TROPICAL STORM OCTAVE
On Oct. 2, 1983, Tropical Storm Octave followed a similar path, but did not break up so soon. It dropped up to 13 inches of rain in 24 hours in southern Arizona and northern Sonora, and devistated the region.
See:
Smith, W. 1986. The effects of Eastern North Pacific Tropical Cyclones on the Southwestern United States. NOAA Techn.
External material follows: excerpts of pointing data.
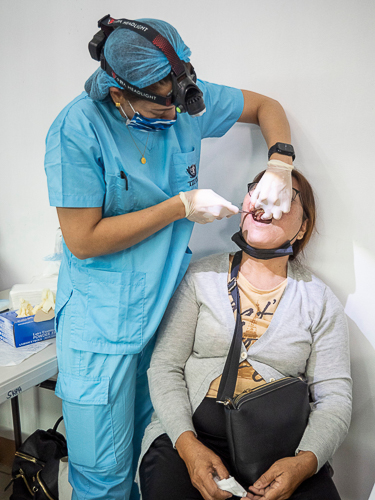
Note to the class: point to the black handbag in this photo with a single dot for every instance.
(36, 463)
(263, 424)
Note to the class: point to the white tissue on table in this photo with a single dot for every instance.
(231, 486)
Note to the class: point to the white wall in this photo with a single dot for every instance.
(315, 57)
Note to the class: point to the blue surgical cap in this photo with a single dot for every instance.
(135, 59)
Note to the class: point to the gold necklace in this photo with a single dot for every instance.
(143, 159)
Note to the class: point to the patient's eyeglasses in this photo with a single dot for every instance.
(252, 185)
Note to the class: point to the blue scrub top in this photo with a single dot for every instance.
(118, 300)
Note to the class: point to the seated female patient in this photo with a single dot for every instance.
(293, 325)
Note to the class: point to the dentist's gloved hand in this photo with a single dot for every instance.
(204, 205)
(274, 191)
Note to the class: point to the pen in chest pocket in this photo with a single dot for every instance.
(123, 176)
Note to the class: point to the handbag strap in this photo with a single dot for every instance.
(230, 372)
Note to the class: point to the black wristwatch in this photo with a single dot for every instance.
(282, 149)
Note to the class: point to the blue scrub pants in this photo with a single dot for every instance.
(106, 408)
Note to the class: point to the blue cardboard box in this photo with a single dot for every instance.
(22, 331)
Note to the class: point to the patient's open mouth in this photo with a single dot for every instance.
(257, 216)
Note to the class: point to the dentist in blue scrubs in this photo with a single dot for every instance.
(123, 172)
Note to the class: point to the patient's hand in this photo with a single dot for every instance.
(284, 477)
(202, 465)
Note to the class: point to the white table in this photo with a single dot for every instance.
(33, 371)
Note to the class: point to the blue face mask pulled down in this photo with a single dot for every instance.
(144, 124)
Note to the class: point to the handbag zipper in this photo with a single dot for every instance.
(238, 398)
(21, 474)
(35, 488)
(29, 458)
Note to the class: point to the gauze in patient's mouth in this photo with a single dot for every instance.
(231, 486)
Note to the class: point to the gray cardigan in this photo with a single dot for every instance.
(308, 336)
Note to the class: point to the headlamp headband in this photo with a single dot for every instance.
(107, 25)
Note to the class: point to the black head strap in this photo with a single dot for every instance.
(108, 25)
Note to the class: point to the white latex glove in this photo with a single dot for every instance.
(274, 191)
(204, 205)
(230, 485)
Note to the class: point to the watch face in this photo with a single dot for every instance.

Memorandum NWS WR-197.
Octave http://www.wrh.noaa.gov/twc/tropical/Octave_1983.php











TROPICAL STORM OLIVIA(weaker tropical depression) Oct. 11, 2000

© The Weather Channel http://www.weather.com

This image shows heavy precipitation in the Southwest as red and yellow colors. The source of the moisture is Tropical storm Olivia, the yellow & red circle west of Baja California in the upper-left image.

Ordinarily, tropical storms in the Eastern Pacific are steered westward - away from land - by the East Pacific High, but on Oct. 10-11, 2002, a cold front from the Pacific pushed Tropical storm Olivia eastward across Baja California, where it collided with warm air circulating northwestward around the Bermuda High. The atmospheric moisture from Olivia was propelled northeastward along the front between the two air masses and produced heavy precipitation in southern Arizona, New Mexico, and Colorado. It produced 3-5 inches of rain in Tucson.